I am 41, been married 23 years and together with him since I was 16. Got pregnant at 17 then had daughter and got married at 18. Had another daughter at 22, did our best at raising them. So maybe y'all can tell me how both of my daughters managed to get pregnant (1st at 17) (2nd at 19) and neither one knew/knows (2nd currently prego) who the dad was/is?????? What happened to condoms? hello--AIDS?


----------



## Runs like Dog (Feb 25, 2011)

The age thing they get from you. Oddly, the more of a success you make your own relationship, the stronger the case you make to your daughters that being a teen mom is the way to go.

I don't know about the other thing. I don't have daughters.


----------



## JessiTexas40s (May 28, 2011)

Yeah I guess history does have a habit of repeating itself. I guess the rest remains a mystery...


----------



## bunnybear (Jan 13, 2011)

My mom is still in her 40's and yes she got preggy too at 18 with twins and got married while preggy. My dad was 21. They made sure my sis and I won't do the same mistakes that they've done. My mom told me that she missed out on a lot of things and they both told us how it was so difficult raising us eventhough they've gotten some help from family. Anyways, that worked for us and we made sure not to get knocked up early and made sure career first before settleling down. I'm married now with 2 babies but my sis doesn't seem like she's gonna settle down anytime soon. Maybe in her 30's but we'll see.
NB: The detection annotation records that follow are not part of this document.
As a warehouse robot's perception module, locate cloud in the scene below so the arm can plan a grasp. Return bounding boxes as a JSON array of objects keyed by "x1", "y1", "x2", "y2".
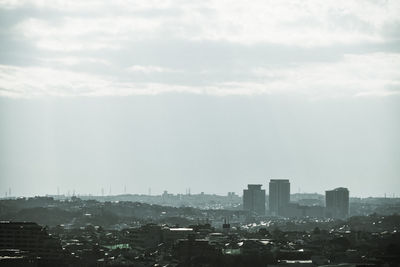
[
  {"x1": 127, "y1": 65, "x2": 176, "y2": 74},
  {"x1": 0, "y1": 53, "x2": 400, "y2": 98},
  {"x1": 0, "y1": 0, "x2": 400, "y2": 98}
]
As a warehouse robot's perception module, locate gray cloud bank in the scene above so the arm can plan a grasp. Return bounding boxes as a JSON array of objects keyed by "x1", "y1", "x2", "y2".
[{"x1": 0, "y1": 1, "x2": 400, "y2": 98}]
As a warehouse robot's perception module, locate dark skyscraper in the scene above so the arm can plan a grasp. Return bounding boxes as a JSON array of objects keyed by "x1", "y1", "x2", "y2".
[
  {"x1": 325, "y1": 187, "x2": 349, "y2": 219},
  {"x1": 269, "y1": 179, "x2": 290, "y2": 215},
  {"x1": 243, "y1": 184, "x2": 265, "y2": 215}
]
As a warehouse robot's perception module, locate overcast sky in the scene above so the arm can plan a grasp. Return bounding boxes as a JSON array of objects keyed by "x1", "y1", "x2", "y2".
[{"x1": 0, "y1": 0, "x2": 400, "y2": 196}]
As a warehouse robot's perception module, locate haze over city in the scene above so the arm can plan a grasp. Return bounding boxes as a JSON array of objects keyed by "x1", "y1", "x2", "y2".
[{"x1": 0, "y1": 0, "x2": 400, "y2": 197}]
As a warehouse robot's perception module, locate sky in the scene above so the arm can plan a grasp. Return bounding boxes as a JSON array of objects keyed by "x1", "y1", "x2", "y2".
[{"x1": 0, "y1": 0, "x2": 400, "y2": 197}]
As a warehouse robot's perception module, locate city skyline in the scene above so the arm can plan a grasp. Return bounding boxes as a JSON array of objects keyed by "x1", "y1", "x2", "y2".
[{"x1": 0, "y1": 0, "x2": 400, "y2": 197}]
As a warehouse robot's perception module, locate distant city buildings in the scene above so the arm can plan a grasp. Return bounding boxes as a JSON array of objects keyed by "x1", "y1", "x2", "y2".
[
  {"x1": 243, "y1": 184, "x2": 265, "y2": 215},
  {"x1": 325, "y1": 187, "x2": 349, "y2": 219},
  {"x1": 269, "y1": 179, "x2": 290, "y2": 216}
]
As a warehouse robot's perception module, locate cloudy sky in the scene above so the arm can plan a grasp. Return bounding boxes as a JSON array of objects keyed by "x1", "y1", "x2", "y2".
[{"x1": 0, "y1": 0, "x2": 400, "y2": 196}]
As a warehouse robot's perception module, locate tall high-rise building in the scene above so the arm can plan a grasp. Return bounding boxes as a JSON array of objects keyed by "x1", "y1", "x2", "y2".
[
  {"x1": 243, "y1": 184, "x2": 265, "y2": 215},
  {"x1": 325, "y1": 187, "x2": 349, "y2": 219},
  {"x1": 269, "y1": 179, "x2": 290, "y2": 215}
]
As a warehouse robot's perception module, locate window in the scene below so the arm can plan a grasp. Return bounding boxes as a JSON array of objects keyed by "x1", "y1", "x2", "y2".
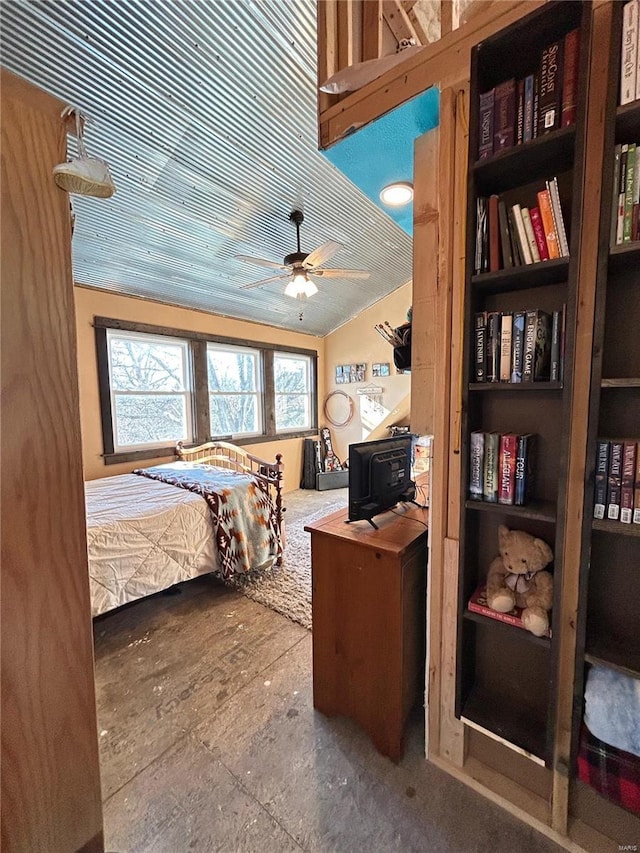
[
  {"x1": 93, "y1": 317, "x2": 318, "y2": 464},
  {"x1": 107, "y1": 329, "x2": 193, "y2": 451},
  {"x1": 273, "y1": 352, "x2": 312, "y2": 432},
  {"x1": 207, "y1": 344, "x2": 262, "y2": 435}
]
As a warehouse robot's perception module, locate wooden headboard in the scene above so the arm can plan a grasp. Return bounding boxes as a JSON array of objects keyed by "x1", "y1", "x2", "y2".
[{"x1": 176, "y1": 441, "x2": 285, "y2": 565}]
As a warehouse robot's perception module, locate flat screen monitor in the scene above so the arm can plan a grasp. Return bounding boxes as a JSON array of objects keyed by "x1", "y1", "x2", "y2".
[{"x1": 349, "y1": 433, "x2": 416, "y2": 527}]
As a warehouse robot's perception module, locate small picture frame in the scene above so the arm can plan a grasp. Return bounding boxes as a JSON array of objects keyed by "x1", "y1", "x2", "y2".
[{"x1": 371, "y1": 361, "x2": 391, "y2": 376}]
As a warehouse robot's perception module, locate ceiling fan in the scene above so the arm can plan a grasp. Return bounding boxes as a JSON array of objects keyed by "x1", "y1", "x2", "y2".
[{"x1": 235, "y1": 210, "x2": 371, "y2": 299}]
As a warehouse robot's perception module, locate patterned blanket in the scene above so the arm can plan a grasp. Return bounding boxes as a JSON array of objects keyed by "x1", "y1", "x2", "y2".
[{"x1": 133, "y1": 463, "x2": 282, "y2": 580}]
She's still enjoying her single life


----------



## jimrich (Sep 26, 2010)

JessiTexas40s


> So maybe y'all can tell me how both of my daughters managed to get pregnant (1st at 17) (2nd at 19) and neither one knew/knows (2nd currently prego) who the dad was/is??????


We got 99% of our morals and values from OUR PARENTS! A few others chimed in but, our main source of values was mom & (we had a dad).


> What happened to condoms? hello--AIDS?


What happened to ADEQUATE PARENTAL ROLE MODELS??? :scratchhead:


----------



## Amplexor (Feb 13, 2008)

This is a trend that has been increasing in the US (And abroad) for years. At this time, over 40% of the births in the US are out of wedlock. I myself have 6 grand nieces and nephews and all were born out of wedlock. The parental roll models for these young mommies and daddies run the gambit. From ultra conservative Christians who held a firm rein on their kids to ultra liberal atheists who were good parents but set no boundaries to low moral and poorly skilled parents. This thread could run a thousand pages with the how's and whys this is occurring with many factors such as parenting, porn, drugs, education, moral break down, government entitlements... and on and on. But the single factor I saw in these family members was a lack of accountability or concern for the consequences for their actions. The most interesting aspect to me is that in all cases but one, they took responsibility for the child as a couple after the birth. One couple has since married and I think they will do just fine. Some of the others have some serious cards stacked against them.


----------